Supo también que la joven estaba casada. Carmen decidió contactar a su esposo. Un nuevo obstáculo la esperaba. Cuando el marido supo la historia le dijo que la joven estaba embarazada y que por favor esperara al nacimiento porque la noticia la podía afectar a ella y a su guagua.
-Me lo tomé como un regalo: sería esperar unos meses, casi como si volviera a estar embarazada. Me empecé a comunicar con su marido para saber cómo iba su embarazo, su salud. Le pedí un día que nos juntáramos, él aceptó, pero el día de la cita me llamó y me dijo que no iría porque su guía espiritual le había dicho que no fuera. Que dejáramos todo hasta ahí no más. Que no tenía sentido. Le pregunté quién era su guía espiritual. No me lo quiso decir…
A Carmen no le quedó más alternativa que esperar a que naciera el niño. Esperar para ir al encuentro de su hija y contarle lo que había ocurrido hacía ya 30 años…
-En el intertanto decidí que había llegado el momento de enfrentar a mis padres. Apenas entré a la casa, los saludé y de un tirón les dije que necesitaba preguntarles por mi hija que habían dado en adopción. Mi mamá abrió los ojos, se puso blanca, tomó a mi padre por el brazo y se lo llevó a su dormitorio. Sabía lo que venía… Los seguí hasta la pieza: “Mamá, por favor, quiero saber qué hicieron con mi hija”. Mi mamá no respondió: se cayó al suelo y de rodillas me decía: “¡perdón!, ¡perdón!, te suplico que me perdones. Te juro que creí que era lo mejor para ti”. Desde el suelo y de rodillas, mi madre me imploraba. No atiné más que a buscar los ojos de mi padre: lo vi con los ojos cerrados, sin querer estar ahí.
Lo que vino fue una escueta conversación en la que Carmen les pidió ayuda para abordar a su hija. Decidieron que su madre hablaría con el sacerdote Joannon para que juntos vieran la forma de hacerlo:
-Mi madre regresó de la conversación con Gerardo muy afectada. Me contó que el cura le había dicho que no me hiciera caso, que yo en esa época era una mocosa inmadura y que él nunca iba a decir nada. Fue muy fuerte para mi mamá.

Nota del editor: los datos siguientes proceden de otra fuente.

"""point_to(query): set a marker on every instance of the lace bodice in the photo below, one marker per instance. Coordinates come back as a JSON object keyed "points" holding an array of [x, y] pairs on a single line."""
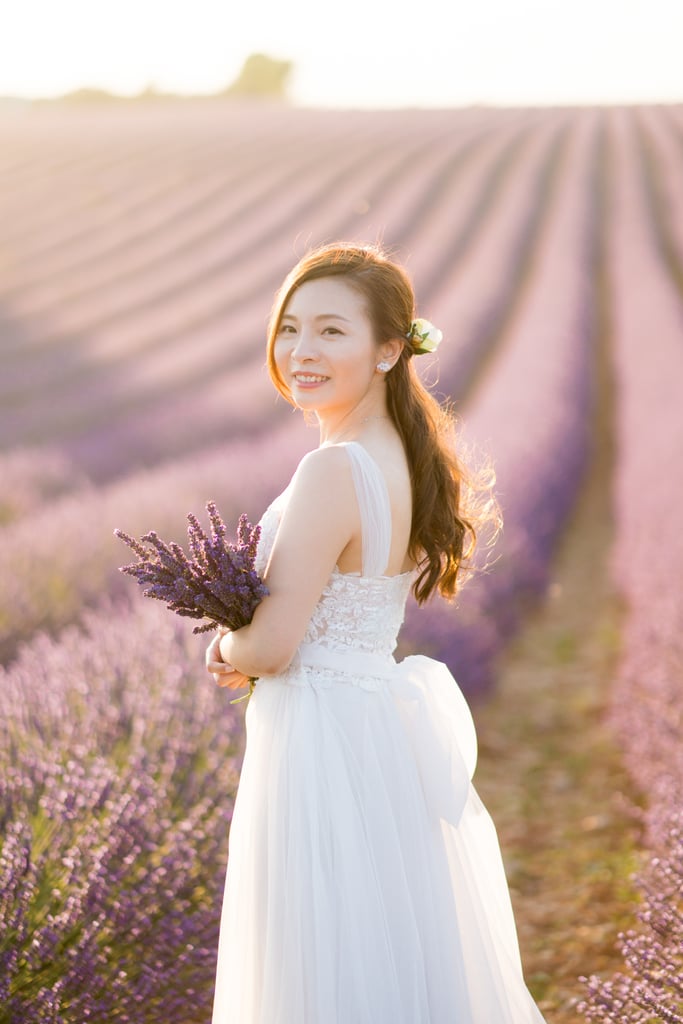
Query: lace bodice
{"points": [[355, 611]]}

Al conocer el resultado de la conversación de su madre con Joannon, Carmen partió a la casa del cura. Entonces el sacerdote vivía en una casa que su congregación tenía en calle Larraín Gandarillas:
-Gerardo me hizo pasar y se sentó. De inmediato empezó a dar explicaciones. Yo lo paré: “Vengo sólo a preguntarte con toda humildad, porque quiero saber la verdad y no deseo hacerte daño, necesito saber, quién tiene a mi hija. Lo necesito para reparar mi dolor”. “¡Y yo qué sé! ¿Por qué me preguntas a mi?”, fue su respuesta. Le dije entonces que lo sabía todo, que el doctor Carlos Casar le había entregado la niña recién nacida en sus manos… “Mira, tú no tenías ninguna posibilidad de criar a esa niñita, era absolutamente imposible… Y de todas maneras, no hay ningún papel en que conste que yo participé en eso. Haz lo que quieras”. Y pese a todas mis suplicas, de ahí no lo saqué. Fue muy déspota.

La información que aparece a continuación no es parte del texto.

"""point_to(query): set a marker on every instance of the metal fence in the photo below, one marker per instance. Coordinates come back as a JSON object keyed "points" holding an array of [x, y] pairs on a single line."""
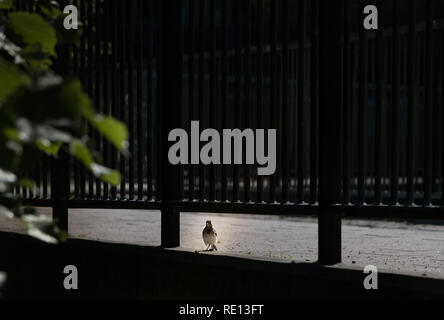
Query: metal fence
{"points": [[359, 114]]}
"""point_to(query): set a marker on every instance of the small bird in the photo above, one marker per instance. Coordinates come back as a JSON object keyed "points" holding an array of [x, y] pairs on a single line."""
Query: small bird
{"points": [[209, 236]]}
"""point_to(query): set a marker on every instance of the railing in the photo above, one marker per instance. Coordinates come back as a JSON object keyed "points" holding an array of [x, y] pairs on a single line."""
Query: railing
{"points": [[359, 114]]}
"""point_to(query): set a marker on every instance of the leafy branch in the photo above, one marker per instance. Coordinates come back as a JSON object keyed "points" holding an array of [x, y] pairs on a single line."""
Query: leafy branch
{"points": [[42, 112]]}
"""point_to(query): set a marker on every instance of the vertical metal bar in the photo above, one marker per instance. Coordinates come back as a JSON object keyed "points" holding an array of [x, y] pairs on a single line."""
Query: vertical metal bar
{"points": [[131, 125], [45, 176], [76, 63], [238, 97], [172, 87], [150, 100], [285, 112], [331, 19], [348, 83], [98, 36], [273, 84], [91, 82], [362, 133], [106, 91], [159, 52], [395, 102], [191, 46], [442, 118], [428, 117], [83, 79], [114, 80], [60, 167], [378, 111], [122, 92], [212, 105], [301, 99], [224, 89], [314, 102], [201, 87], [139, 103], [260, 84], [247, 182], [411, 100]]}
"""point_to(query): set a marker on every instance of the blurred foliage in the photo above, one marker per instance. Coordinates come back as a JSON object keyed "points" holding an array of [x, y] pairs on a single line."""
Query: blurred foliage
{"points": [[42, 112]]}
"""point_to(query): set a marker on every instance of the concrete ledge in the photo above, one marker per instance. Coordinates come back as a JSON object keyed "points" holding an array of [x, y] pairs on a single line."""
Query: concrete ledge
{"points": [[113, 271]]}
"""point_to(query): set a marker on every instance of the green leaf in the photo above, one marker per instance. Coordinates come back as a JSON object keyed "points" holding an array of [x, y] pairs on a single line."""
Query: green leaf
{"points": [[5, 4], [6, 176], [107, 175], [51, 149], [5, 212], [32, 29], [81, 152], [27, 183], [112, 129], [10, 79]]}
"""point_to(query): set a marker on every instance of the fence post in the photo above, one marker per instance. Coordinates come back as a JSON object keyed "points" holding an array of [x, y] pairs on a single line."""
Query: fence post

Ella salió de la casa de Larraín Gandarillas destruida, derrotada. Nunca esperó que un sacerdote, que además había sido su guía espiritual, le respondiera de esa manera. Que le siguiera ocultando la verdad
Cuando su hija dio a luz, Carmen esperó un tiempo prudente y fue a su encuentro. La joven fue muy amable y a la vez muy fría. Le agradeció que la hubiera contactado y acto seguido le dijo que estaba muy bien con los padres que tenía, y que si algún día ella así lo quisiera, la volvería a contactar. De aquel encuentro han pasado ya nueve años…

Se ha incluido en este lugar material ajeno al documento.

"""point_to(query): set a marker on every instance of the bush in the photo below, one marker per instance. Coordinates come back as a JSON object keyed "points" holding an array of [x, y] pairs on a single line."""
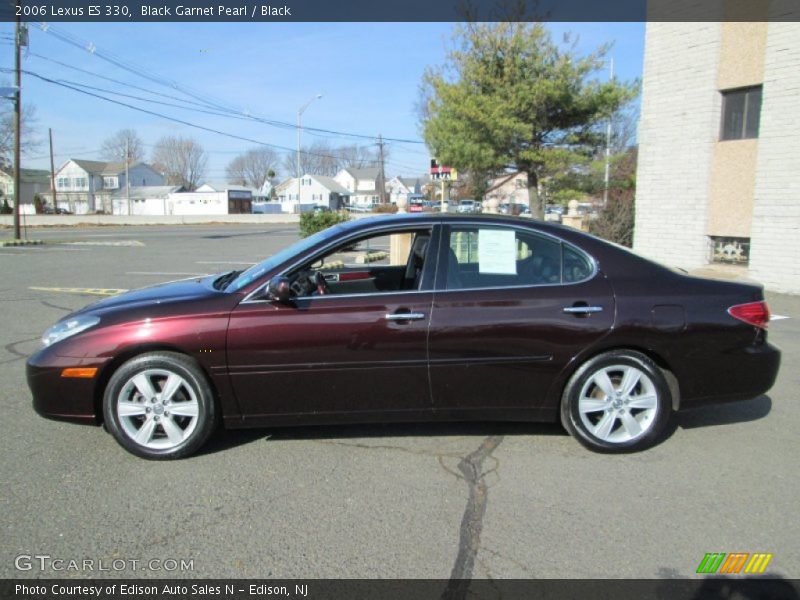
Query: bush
{"points": [[311, 222], [615, 222]]}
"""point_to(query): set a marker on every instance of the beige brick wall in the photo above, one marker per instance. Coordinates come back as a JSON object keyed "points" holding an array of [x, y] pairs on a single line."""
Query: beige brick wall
{"points": [[775, 240], [678, 130]]}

La vida de Carmen tuvo un vuelco brutal. No hubo más duelo por la muerte de su hija, pero algo parecido fue lo que resintió. Ya no habría más búsqueda. Sólo espera. La vida de sus padres también sufrió un vuelco:
-Mi madre empezó a decaer hasta que enfermó. Sus miembros se empezaron a atrofiar, se le torcieron los pies y los brazos. Luego a mi padre se le rompió un aneurisma y se murió. A partir de ahí mi madre pasó mucho tiempo en cama, no podía hablar y tenía todo su cuerpo atrofiado. Y el cura Gerardo sigue allí. Incólume.